My Mother and me at one of my yearly recitals, we played a duet |
The only problem with loving to practice today is that I don't ever really get to! My four year old and one year old make about impossible to practice. As soon as they hear that piano room door open, here they come. Like dogs when the snack bag shakes. My college piano teacher gave us all a list of practice techniques we can use to help our practice time. One of the techniques says to create your own distractions and get used to playing with them. His suggestion for a distraction was put a banana on one end of the keys and an orange on the other. If only those were my distractions! He obviously never had children in the same room with him while he practiced.

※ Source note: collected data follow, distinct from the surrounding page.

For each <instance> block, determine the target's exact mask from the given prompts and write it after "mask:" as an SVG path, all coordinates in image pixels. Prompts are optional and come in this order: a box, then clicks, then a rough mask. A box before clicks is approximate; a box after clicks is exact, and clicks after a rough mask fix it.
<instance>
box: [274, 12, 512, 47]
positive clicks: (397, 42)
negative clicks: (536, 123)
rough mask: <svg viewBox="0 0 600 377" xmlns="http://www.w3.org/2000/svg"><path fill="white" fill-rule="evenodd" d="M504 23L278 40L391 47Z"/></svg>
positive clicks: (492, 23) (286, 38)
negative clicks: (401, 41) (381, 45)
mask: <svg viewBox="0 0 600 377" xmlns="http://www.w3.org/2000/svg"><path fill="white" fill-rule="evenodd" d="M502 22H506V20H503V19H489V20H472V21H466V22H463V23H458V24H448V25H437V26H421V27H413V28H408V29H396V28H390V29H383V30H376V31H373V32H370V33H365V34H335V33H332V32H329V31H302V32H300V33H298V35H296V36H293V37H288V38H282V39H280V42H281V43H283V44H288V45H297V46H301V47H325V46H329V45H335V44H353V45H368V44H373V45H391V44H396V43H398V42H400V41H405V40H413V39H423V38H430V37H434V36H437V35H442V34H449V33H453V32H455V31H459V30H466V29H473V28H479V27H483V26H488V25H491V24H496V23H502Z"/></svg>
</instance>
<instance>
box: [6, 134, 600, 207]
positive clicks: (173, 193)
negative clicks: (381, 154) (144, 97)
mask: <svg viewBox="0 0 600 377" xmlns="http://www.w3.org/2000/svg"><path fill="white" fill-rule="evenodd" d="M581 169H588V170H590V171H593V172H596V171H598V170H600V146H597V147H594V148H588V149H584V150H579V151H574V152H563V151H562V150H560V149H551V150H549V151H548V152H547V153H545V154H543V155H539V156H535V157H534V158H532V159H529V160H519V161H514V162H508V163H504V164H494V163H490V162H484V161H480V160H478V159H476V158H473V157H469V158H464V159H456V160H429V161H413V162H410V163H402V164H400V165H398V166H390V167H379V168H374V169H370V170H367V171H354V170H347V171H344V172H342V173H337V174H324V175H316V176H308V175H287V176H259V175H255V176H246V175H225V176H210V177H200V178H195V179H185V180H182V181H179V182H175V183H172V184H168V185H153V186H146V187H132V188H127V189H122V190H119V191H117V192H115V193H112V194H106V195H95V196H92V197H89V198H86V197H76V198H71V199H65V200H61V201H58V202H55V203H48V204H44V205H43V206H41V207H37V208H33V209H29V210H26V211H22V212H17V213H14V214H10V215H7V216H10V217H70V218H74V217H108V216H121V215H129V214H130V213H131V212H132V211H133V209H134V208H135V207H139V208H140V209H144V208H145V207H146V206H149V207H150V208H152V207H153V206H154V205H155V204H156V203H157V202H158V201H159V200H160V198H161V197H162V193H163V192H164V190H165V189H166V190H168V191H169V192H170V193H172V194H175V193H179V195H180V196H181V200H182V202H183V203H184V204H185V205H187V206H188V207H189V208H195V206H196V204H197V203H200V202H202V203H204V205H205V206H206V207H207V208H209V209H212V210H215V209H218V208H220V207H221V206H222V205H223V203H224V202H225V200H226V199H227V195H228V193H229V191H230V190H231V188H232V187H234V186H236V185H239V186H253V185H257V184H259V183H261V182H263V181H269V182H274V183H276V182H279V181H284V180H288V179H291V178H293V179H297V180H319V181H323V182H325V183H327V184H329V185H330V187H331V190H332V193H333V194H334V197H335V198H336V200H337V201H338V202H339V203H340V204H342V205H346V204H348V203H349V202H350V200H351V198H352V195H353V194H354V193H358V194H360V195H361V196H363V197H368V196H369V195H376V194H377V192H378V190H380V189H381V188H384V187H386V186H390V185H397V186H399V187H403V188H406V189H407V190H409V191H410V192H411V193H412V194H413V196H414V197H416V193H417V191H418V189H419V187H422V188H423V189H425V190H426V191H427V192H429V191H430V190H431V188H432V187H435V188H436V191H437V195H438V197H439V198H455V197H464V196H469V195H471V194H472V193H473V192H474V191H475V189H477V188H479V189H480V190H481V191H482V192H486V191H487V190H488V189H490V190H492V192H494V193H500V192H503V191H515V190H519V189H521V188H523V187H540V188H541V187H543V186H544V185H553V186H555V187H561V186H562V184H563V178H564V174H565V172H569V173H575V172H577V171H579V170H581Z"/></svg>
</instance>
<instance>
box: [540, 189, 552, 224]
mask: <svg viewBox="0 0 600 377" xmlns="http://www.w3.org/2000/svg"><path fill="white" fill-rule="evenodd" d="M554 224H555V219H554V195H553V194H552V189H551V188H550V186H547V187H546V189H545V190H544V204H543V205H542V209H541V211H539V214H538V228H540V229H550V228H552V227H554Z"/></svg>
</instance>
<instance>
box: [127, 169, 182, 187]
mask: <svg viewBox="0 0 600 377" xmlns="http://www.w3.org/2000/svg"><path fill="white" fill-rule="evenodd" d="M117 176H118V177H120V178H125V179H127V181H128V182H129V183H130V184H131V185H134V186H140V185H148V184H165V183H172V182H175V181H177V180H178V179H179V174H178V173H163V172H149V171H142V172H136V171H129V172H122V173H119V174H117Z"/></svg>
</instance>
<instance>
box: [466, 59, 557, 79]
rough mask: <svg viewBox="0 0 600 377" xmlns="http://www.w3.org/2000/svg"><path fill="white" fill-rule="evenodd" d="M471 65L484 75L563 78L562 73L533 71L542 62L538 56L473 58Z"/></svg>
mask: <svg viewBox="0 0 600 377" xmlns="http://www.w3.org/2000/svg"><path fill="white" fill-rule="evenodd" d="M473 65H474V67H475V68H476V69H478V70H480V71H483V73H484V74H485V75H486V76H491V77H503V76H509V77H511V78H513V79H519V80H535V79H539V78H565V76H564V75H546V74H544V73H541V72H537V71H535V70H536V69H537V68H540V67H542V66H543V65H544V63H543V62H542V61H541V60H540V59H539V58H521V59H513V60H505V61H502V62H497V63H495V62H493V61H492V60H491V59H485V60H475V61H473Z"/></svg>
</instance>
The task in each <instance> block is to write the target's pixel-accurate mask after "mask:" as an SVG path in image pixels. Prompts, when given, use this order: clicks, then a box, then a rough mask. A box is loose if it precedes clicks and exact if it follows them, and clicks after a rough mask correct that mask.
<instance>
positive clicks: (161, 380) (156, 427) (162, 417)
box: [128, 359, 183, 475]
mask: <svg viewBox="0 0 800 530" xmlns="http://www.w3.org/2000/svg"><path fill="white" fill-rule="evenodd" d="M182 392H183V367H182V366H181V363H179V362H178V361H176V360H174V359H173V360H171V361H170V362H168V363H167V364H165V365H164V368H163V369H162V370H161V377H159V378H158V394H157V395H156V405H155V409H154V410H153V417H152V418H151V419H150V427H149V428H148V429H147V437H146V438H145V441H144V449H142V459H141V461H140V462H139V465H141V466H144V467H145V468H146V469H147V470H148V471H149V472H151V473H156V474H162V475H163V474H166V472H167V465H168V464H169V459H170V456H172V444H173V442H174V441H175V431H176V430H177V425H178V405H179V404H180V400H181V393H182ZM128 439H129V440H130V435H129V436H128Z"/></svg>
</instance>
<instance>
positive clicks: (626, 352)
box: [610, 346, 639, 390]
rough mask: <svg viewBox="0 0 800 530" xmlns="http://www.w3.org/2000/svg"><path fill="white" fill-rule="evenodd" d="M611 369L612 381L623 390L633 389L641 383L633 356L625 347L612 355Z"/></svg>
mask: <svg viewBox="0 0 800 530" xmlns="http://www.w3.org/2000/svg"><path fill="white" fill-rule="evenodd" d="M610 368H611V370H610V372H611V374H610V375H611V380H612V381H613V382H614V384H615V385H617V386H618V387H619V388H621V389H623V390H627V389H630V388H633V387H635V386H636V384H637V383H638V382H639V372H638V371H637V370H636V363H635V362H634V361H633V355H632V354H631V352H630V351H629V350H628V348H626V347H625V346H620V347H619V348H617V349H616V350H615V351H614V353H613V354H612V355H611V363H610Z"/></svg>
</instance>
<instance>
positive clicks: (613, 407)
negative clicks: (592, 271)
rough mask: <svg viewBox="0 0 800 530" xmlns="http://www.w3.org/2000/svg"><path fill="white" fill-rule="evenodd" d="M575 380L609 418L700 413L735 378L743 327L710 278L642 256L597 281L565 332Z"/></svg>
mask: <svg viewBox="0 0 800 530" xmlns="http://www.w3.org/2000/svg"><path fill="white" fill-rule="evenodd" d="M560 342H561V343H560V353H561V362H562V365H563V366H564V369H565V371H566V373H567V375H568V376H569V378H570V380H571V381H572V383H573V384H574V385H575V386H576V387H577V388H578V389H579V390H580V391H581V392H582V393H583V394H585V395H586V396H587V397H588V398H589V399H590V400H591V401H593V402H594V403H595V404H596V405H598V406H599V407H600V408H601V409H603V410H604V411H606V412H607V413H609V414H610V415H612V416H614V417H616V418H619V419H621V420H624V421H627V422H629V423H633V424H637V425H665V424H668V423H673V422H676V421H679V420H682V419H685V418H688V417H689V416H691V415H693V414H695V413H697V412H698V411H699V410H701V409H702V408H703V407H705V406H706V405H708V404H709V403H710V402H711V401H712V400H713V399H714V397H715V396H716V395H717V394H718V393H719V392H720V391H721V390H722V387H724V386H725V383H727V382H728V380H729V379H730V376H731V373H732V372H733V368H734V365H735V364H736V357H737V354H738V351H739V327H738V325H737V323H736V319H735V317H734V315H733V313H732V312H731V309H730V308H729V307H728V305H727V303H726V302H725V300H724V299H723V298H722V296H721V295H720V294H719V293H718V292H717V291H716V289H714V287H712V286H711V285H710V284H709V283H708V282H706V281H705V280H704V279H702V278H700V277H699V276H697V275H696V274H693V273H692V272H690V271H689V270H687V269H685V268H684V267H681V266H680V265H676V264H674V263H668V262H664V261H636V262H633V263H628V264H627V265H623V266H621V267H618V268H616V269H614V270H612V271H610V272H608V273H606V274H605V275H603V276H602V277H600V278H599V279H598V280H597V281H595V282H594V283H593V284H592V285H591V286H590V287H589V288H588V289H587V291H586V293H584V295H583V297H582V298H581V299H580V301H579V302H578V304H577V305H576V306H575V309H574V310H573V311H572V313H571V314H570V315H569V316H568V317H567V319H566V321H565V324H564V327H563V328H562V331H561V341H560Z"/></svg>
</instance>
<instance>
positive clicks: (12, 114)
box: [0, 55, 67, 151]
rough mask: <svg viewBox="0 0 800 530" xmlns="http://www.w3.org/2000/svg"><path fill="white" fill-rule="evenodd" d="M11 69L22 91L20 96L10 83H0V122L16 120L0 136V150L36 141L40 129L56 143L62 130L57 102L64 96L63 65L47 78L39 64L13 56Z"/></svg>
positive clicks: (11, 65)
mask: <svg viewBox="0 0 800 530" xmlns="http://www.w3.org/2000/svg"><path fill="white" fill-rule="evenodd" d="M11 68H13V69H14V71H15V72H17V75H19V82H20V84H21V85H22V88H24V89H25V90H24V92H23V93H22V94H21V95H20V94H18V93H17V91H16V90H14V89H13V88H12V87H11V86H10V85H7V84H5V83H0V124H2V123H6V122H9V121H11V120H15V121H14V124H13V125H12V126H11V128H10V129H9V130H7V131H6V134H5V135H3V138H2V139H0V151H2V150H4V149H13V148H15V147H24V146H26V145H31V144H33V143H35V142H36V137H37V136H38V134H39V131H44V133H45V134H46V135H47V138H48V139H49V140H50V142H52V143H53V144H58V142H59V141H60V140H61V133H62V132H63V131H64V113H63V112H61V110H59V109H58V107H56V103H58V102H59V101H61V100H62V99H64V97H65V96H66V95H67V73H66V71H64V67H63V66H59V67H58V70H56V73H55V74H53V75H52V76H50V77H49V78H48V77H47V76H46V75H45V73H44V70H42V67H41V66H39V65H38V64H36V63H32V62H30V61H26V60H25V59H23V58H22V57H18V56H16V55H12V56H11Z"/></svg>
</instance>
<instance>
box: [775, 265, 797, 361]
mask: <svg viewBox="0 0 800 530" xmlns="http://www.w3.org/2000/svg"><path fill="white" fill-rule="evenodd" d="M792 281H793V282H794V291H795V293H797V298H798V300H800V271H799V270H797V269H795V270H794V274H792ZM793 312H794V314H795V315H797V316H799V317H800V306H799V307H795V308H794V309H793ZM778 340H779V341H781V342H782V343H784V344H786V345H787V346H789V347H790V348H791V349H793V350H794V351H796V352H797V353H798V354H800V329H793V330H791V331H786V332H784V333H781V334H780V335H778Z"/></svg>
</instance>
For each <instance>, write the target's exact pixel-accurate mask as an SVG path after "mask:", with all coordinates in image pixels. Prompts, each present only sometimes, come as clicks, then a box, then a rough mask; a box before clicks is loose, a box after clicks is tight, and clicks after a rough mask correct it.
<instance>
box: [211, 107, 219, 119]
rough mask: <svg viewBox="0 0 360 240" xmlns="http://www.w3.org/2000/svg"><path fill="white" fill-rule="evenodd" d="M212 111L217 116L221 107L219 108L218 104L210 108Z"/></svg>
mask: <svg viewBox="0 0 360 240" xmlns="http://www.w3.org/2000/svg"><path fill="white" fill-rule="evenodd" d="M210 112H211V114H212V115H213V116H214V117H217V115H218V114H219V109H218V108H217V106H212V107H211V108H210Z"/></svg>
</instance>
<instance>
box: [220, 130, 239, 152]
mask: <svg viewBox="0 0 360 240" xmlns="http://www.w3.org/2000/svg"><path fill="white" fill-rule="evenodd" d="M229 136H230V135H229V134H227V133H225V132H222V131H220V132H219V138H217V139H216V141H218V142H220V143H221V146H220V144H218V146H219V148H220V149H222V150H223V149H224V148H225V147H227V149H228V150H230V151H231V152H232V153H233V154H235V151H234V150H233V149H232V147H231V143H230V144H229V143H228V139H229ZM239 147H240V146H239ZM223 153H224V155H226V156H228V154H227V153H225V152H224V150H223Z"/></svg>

The first thing I have to do is pull Kenny down off the piano bench so that I can sit down. Well this just upsets him something awful and he starts pitching a fit. So while he's sitting by the piano leg crying, I sit down and get my music ready. Now Kenny has realized I'm about to play, so he starts trying to climb up on the bench beside me, by grabbing my shirt sleeve and pulling. I'm trying to ignore all this while continuing with my playing but now that he's up beside me he must play with me! He starts banging on the keys. Most of the time he's in the higher keys, away from where I need so I have learned to tune out what he's playing and focus on my music.
Connor likes to sing. He'll sing along with anything, even the songs I'm practicing. Whatever I'm playing, whether he's heard it or not, he's singing along with it. At the top of his lungs. Again, I've learned to tune it out for a while.
If I can get them to stop banging on the keys and singing along, they do one of two things. Start messing with the books on the bookshelves, usually making me stop playing and get up to put the books back, or the run out of the room and go deadly quiet. That usually means some sort of disaster for me. One day I realized they were quiet, came looking for them and Kenny, who can apparently reach the middle shelf of the pantry, had the cheeseball bag open, his face was completely orange.
One time I put them both in their room and told them to play in there until I was finished practicing. I shut their door so Kenny couldn't get out. I practiced for almost an hour, listening to them on and off. I could hear them playing and laughing so I knew they weren't being traumatized by being shut up in their room alone. When I was finished and opened the door to their room I thought for a minute that maybe a bomb had actually gone off in their room and I had just missed the boom, I mean some of those songs I practice are fortissimo (loud as possible). So I didn't do that anymore.
There are the rare occasions when they're at their grandma's, or with their daddy outside. I snatch those few and far between moments for some uninterrupted practice time. I never would've thought that practicing all by myself could feel so good. If you had told me when I was six that one day I would love practicing as much as I do, I would not have believed it.
I love my music and my piano. I love my boys dearly. But right now, with them little, trying to mix the two is hard. But just so you know, I never discourage them from playing on the piano. I only ask they play it while I'm in there with them. I would never want to discourage my kids from expressing themselves musically. I do hope one day they will both learn to play the piano and love it as much as I do.